O Ministério Público do Ceará (MPCE) solicitou ao presidente da Assembleia Legislativa do Estado do Ceará (AL/CE), no último dia 21, a retificação de dispositivo do edital do Processo Seletivo Simplificado nº 001/2020, aberto pela Comissão Especial de Avaliação da AL, para contratação de diversos profissionais para exercício de funções comissionadas no Projeto “Mundo Azul do Autismo”.
Este projeto é voltado ao atendimento multidisciplinar de crianças e adolescentes com autismo, com oferecimento de serviços em doze áreas especializadas: assistência social, educação física, enfermagem, fisioterapia, fonoaudiologia, neuropediatria, homeopatia, psiquiatria infantil, musicoterapia, psicologia, psicopedagogia e terapia ocupacional
Um procedimento extrajudicial foi instaurado pela 19ª Promotoria de Justiça de Fortaleza para apurar indícios de violação, no item 7.2.6 do edital, de direitos garantidos às Pessoas com Deficiência pela Lei Brasileira de Inclusão (Estatuto da Pessoa com Deficiência), que determina a não discriminação por sua condição em seleções e contratações, bem como à igualdade de condições para inclusão no mercado de trabalho.
Segundo dispositivo expresso no edital (item 7.2.6), são requisitos para a contratação, além da apresentação da documentação exigida para a inscrição, “gozar de boa saúde física e mental e não ser portador (sic) de deficiência incompatível com o exercício das funções”. Para a promotora de Justiça Isabel Cristina Mesquita Guerra, em respondência pela 19ª Promotoria, “referida exigência editalícia fere substancialmente o direito constitucional conferido às pessoas com deficiência de serem integradas ao mercado de trabalho e afronta a norma do artigo 37, VIII, da Constituição Federal, que possui como escopo justamente diminuir a dificuldade de acessibilidade dos candidatos Pessoas com Deficiência aos cargos e empregos públicos, prevendo tratamento especial com vistas ao alcance da isonomia material”, explica.
O objetivo do procedimento ministerial em andamento é assegurar o cumprimento da legislação no que se refere aos direitos das pessoas com deficiência em todas as fases e etapas do certame. O ofício Nº 0071/2020/PmJFOR/MPCE pede que, em 48h, a contar do recebimento, o representante legal da AL/CE preste informações ou retifique o disposto no item 7.2.6 do referido edital, de modo que sejam providenciadas adaptações razoáveis e legalmente adequadas no mencionado processo de seleção. A solicitação tem como fundamento as diretrizes da Convenção Internacional dos Direitos das Pessoas com Deficiência e a Lei Brasileira de Inclusão (Lei 13.146/2015).

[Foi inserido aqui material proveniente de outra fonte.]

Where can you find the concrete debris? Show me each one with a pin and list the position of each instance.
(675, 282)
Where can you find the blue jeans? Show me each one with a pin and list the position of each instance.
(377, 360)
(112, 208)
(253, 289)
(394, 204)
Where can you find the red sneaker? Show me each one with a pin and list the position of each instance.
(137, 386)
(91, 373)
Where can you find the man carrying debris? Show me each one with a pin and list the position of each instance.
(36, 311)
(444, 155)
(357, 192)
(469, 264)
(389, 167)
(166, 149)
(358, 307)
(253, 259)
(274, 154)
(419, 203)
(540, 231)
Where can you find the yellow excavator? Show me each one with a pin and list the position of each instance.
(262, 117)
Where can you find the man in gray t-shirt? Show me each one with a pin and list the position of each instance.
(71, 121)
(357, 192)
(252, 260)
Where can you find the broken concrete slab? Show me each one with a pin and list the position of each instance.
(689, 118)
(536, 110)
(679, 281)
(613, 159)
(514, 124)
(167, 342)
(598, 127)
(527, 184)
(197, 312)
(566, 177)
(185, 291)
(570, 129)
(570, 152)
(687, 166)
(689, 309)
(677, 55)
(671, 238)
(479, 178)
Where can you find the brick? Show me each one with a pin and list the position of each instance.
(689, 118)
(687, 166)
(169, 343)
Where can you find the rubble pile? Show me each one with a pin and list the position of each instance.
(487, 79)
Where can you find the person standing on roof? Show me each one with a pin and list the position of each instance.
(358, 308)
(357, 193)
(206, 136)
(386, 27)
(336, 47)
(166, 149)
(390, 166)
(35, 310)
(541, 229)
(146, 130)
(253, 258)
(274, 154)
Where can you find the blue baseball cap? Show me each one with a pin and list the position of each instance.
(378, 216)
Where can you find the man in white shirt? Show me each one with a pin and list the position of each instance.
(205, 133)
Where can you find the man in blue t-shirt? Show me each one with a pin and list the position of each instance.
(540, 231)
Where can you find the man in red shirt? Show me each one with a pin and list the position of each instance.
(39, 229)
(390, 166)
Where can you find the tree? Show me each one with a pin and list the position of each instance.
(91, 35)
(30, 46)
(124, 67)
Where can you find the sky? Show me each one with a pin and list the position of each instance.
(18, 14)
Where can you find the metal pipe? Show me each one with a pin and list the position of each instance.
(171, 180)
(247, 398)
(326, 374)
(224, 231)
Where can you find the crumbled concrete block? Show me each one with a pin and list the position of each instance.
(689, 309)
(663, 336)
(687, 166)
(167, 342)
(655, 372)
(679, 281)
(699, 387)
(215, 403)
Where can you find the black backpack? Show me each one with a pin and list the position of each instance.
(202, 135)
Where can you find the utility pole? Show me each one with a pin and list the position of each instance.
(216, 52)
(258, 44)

Segundo Isabel Guerra, “na forma atual, o item 7.2.6 impede expressamente que candidatos que sejam Pessoas com Deficiência logrem êxito no processo seletivo e possam ser contratados, notadamente por excluí-los ao dispor que o não cumprimento das regras do edital, dentre elas, a de não ser ‘portador de deficiência(sic)’, implica a impossibilidade de contratação do candidato pela Assembleia Legislativa”.
O coordenador do Centro de Apoio Operacional da Cidadania (Caocidadania), promotor de Justiça Eneas Romero de Vasconcelos, ressalta que “de acordo com a Lei Brasileira de Inclusão concursos e seleções públicos não podem exigir aptidão plena de modo a discriminar as Pessoas com deficiência sem falar que a Convenção Internacional sobre os Direitos da Pessoa com Deficiência possui status de emenda constitucional e prevê, em seu art. 1º, que o Estado brasileiro tem como propósito em relação às pessoas com deficiência a proteção ao exercício pleno e equitativo de todos os seus direitos humanos e liberdades fundamentais bem como o acesso ao trabalho em condições de igualdade”, pondera.
Caso as solicitações não sejam atendidas, o MPCE adotará outras providências, inclusive na esfera judicial, para resguardar os direitos da Pessoas com Deficiência que participarem do processo seletivo.